In September of the following year, ACT settled its dispute with Start Licensing. Under the terms of the settlement, Start agreed to pay ACT an initial payment of $500,000 and milestone payments of up to $750,000.
Also under the settlement, Start, Geron, Exeter, and Roslin agreed not to sue ACT or UMass under the involved Roslin patent applications. In exchange, ACT and UMass dismissed their appeals with prejudice, transferred control of related UMass patent applications to Start in the non-human animal field, and paid certain legal fees.
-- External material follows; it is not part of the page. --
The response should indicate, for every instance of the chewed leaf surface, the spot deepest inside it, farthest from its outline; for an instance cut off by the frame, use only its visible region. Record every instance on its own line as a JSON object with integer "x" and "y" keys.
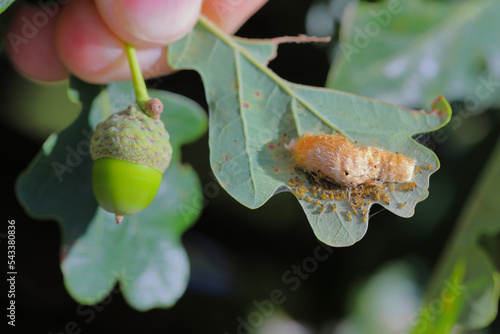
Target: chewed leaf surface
{"x": 254, "y": 113}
However, ACT and UMass retained rights to the patents in the human field.
The USPTO’s decision to issue notices of allowance for the Roslin patents was merely a matter of tying up loose ends by declaring that the Roslin patents were indeed fit to be awarded, King said.
“You’re always waiting for the final approval of the patent office,” King said. “There wasn’t really any practical risk or jeopardy [of not being awarded the patent]. In the interference process, the board takes a very close look at all the arguments that the opposing side brings against patentability of the application at issue, so before you even get to a patent interference, the patent examiner has to indicate that the patent would be ready for allowance except for this interfering subject matter issue.”
King added that “we have always felt very comfortable that those patents would come out – it was just a matter of bureaucratic timing.”
The Roslin IP has endured other scrutiny and survived, most notably in 2004 when the USPTO upheld the patentability of the claims in certain patent applications in the Geron/Roslin portfolio following a patent interference proceeding initiated by Wisconsin firm Infigen.
These patent interference wins for Geron, coupled with the allowance of the ‘204 and ‘198 patents, arguably give Start Licensing the strongest animal cloning patent portfolio in existence, and a resulting revenue stream that will trickle back to Roslin.
It is unclear what the impact of the patent interference decision and settlement has had on ACT and UMass, which happens to be one of ACT’s major IP licensors. ACT has said that the US patents that were overturned in the patent interference proceedings are only two of an unspecified number of patents the company has licensed from UMass related to somatic cell transfer and cloning techniques.
Meantime, complicating matters is the fact that Start Licensing owns rights to other UMass patents related to chromatin transfer and other technologies developed at the school that had originally been licensed to Exeter, and fell under the Start umbrella when Exeter and Geron formed the IP management entity. Therefore, UMass still stands to benefit if Start outlicenses any of those patents in the future.
Calls to ACT and the UMass Office of Commercial Ventures and Intellectual Property were not returned in time for this publication.